Case Study: Analyzing supply chain risk at a leading auto manufacturer

We focus on the supply chain network of a global auto manufacturer, transforming complex datasets in order to extract actionable insights. We highlight three risk factors our clients consider when assessing their supply chain risks: default risk, sanctions risk, and climate risk.

1. Default risk

Bloomberg’s proprietary default risk model uses inputs such as a company’s debt to calculate default probability. By combining supply chain and default risk data, we can identify upstream suppliers which are financially distressed. Within this automaker’s supply chain, we identified eleven suppliers with a one-year probability of default of over 10%, which can be considered distressed. A supplier facing liquidity issues may trigger disruptions in the flow of goods/components and consequent delivery challenges for the customer.

2. Sanctions risk

Similar to default risk, we can use entity data from DL+ tables and easily identify sanctioned entities in the global auto manufacturer’s supply chain network. While only one direct supplier (tier 1) is sanctioned, multiple tier 2 and tier 3 suppliers have sanctions applied to them.

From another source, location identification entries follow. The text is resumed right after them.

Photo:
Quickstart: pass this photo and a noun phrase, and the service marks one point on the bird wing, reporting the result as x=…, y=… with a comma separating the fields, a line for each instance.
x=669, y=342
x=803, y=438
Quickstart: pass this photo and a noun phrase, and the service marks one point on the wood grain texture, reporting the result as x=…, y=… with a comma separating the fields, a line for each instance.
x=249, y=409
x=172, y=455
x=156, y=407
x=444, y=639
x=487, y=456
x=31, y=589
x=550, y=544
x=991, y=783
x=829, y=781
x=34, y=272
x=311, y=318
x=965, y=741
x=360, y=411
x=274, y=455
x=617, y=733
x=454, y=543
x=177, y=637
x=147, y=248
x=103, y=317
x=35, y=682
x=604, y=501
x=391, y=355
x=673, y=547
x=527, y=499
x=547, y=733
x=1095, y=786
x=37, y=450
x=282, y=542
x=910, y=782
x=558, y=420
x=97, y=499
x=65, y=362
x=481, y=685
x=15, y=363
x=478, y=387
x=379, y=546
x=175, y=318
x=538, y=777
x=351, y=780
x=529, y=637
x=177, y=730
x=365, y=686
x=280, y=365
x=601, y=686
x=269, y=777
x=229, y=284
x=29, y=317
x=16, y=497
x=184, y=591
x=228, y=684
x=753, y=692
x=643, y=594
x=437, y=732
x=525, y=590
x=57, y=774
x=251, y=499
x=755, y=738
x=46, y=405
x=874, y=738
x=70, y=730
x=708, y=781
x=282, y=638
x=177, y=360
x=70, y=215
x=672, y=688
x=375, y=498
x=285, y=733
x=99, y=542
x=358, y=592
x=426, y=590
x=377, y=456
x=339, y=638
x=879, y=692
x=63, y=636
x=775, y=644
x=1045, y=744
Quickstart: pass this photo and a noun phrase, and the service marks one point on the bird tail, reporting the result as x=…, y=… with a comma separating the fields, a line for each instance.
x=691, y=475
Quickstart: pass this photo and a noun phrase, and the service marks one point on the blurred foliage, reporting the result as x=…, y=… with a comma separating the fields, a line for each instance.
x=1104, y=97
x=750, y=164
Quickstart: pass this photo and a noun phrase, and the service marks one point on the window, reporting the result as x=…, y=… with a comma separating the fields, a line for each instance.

According to McKinsey and Company, only 10% of supply chain leaders surveyed by the consulting firm in 2022 had visibility into their tier-3 suppliers. Using Bloomberg’s supply chain and sanctions data, customers can identify indirect exposure to sanctioned companies and engage with their suppliers to identify alternatives.

3. Climate risk

Corporations are increasingly monitoring their Scope 3 emissions – those generated from supply chain activities. Here, we demonstrate how mutual users can easily surface entity-level emissions data over several tiers of the automaker’s suppliers via DL+. Although the global automaker itself does not have high emissions intensity, there are several suppliers across all tiers whose carbon intensity metrics are lagging behind peers. The automaker should determine whether they are comfortable with those suppliers’ practices or they want to proactively modify their supply chain.

Supply chain research workflows are rapidly transforming with the advent of sophisticated cloud platforms. It has allowed corporations to harness data in powerful ways, particularly in areas such as supply chain analytics where traceability and visibility are critical. The ability to combine DL+ datasets in a unified analytics environment can accelerate insights about the state of your business and competition.

Our case study highlights three examples in which Bloomberg data can be used to surface actionable insights.  It is possible to productionalize such risk models into scheduled workflows shared across your organization. There is still much to explore – for instance, our team is working on integrating climate risk data to surface companies’ exposure to environmental threats across the supply chain.